Figures 9 (a) and (b) show the evolution of the sender's congestion window and the queue buildup at the bottleneck for for TCP Reno. Once the congestion window grows beyond 17 packets (the BWDP of the connection) the bit pipe is full and the queue begins to fill. Once the queue is full it begins to drop packets and eventually Reno notices the loss, retransmits, and cuts the congestion window in half. This produces see-saw oscillations in both the window size and the bottleneck queue length. These oscillations greatly increase not only delay but also delay variance for the application. It is increasingly important for real-time and interactive applications to keep delay and delay variance to a minimum.
In contrast, Figures 10 (a) and (b) show the evolution of the sender's congestion window and the queue buildup at the bottleneck for TCP-Santa Cruz.
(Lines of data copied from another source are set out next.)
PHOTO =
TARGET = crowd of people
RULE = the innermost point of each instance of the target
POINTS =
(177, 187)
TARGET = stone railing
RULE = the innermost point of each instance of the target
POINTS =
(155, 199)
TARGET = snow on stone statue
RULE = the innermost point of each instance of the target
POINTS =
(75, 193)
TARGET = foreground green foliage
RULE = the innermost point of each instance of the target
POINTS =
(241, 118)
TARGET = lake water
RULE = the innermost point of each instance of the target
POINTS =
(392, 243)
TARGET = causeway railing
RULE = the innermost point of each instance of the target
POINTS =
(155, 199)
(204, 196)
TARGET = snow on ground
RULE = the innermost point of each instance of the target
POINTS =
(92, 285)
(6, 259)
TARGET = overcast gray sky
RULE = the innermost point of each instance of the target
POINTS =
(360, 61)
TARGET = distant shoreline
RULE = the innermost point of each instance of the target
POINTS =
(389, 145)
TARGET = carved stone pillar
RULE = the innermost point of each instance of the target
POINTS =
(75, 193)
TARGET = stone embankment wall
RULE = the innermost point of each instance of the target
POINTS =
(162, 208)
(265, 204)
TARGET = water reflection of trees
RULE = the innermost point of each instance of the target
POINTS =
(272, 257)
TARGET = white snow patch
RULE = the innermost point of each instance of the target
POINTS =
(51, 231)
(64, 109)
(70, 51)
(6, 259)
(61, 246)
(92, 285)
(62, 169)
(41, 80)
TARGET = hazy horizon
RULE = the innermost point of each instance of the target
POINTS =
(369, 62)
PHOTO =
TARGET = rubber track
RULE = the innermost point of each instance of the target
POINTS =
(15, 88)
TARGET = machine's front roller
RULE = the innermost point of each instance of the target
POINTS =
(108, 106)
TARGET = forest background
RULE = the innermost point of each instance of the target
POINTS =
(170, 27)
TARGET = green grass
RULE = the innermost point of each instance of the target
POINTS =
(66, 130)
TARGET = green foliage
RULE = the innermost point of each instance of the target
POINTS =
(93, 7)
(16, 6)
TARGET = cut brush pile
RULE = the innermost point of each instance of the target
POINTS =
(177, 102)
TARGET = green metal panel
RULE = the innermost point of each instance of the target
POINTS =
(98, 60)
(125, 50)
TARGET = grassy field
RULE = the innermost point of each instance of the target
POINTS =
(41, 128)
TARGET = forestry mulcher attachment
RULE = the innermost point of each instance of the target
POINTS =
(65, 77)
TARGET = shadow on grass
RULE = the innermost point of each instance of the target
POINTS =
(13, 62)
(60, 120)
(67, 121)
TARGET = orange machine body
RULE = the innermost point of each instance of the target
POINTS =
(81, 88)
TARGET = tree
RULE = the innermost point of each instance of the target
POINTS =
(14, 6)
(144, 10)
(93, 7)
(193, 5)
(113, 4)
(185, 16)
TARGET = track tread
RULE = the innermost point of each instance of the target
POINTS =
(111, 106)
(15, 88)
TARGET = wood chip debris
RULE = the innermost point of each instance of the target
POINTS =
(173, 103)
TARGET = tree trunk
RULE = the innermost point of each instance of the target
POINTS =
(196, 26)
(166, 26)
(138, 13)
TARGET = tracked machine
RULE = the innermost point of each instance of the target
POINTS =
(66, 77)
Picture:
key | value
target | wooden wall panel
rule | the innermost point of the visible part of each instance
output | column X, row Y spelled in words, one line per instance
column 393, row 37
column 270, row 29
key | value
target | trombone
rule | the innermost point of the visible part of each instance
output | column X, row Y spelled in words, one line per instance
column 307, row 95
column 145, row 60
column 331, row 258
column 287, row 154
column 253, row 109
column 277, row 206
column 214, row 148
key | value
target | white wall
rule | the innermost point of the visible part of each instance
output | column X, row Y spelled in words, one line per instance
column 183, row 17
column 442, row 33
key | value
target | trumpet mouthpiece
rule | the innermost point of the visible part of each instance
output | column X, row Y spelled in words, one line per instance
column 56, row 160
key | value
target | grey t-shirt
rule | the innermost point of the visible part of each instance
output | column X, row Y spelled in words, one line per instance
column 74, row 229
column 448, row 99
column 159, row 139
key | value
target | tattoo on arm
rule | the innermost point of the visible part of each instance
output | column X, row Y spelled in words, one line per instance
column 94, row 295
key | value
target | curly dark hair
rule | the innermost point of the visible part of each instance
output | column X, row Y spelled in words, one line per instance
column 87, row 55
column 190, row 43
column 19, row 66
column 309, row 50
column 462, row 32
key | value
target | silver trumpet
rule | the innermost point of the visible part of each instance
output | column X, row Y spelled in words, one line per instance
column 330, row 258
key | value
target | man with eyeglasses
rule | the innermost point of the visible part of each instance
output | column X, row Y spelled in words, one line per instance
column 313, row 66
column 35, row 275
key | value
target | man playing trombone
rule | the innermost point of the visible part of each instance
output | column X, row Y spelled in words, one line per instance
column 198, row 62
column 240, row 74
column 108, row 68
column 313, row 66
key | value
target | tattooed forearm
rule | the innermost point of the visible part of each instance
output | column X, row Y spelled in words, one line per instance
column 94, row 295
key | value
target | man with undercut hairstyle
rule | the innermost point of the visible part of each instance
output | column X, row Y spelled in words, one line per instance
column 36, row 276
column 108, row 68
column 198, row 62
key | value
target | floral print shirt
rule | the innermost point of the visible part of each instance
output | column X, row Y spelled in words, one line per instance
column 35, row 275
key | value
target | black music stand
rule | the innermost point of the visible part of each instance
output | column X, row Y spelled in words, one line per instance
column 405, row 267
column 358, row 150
These figures demonstrate the main strength of TCP-Santa Cruz: adaptation of the congestion control algorithm to transmit at the bandwidth of the connection without congesting the network and without overflowing the bottleneck queues. In this example the threshold value of n, the desired additional number of packets in the network beyond the BWDP, is set to n = 1.5. Figure 10(b) shows the queue length at the bottleneck link for TCP Santa Cruz reaches a steady-state value between 1 and 2 packets. We also see that the congestion window, depicted in Figure 10(b) reaches a peak value of 18 packets, which is the sum of the BWDP (16.5) and n. The algorithm maintains this value for the duration of the connection.
Table 2 compares the throughput, average delay and delay variance for Reno, Vegas and Santa Cruz. All protocols achieve similar throughput, with Santa Cruz n=5 performing slightly better than Reno. This is explained by examining Reno's window evolution in Figure 9 (a) and queue length in Figure 9(b) and noticing that most of the time Reno's congestion window is well above the BWDP of the connection and packets are queued at the bottleneck link. The overall throughput will not suffer as a result of oscillations in the congestion window because, as Figure 9(b) shows, the queue is rarely empty and packets are always available for transmission over the bottleneck. What does suffer, however, is the delay experienced by packets transmitted through the network.
The minimum forward delay through the network is equal to 40 msec
delay plus 6.9 msec packet forwarding time, yielding a total minimum
forward delay of approximately 47 msec. Reno is the clear loser in
this case with not only the highest average delay, but also a high
delay variation. Santa Cruz with n=1.5 provides the same average
delay as Vegas, but a with lower delay deviation. As n increases
the delay in Santa Cruz also increases because more packets are
allowed to sit in the bottleneck queue. Also, throughput is seen to
grow with n because not only does the
period last longer, but the peak window size is reached
earlier in the connection, leading to a faster transmission rate
earlier in the transfer. In addition, with a larger n there is more
likely a packet available in the queue awaiting transmission.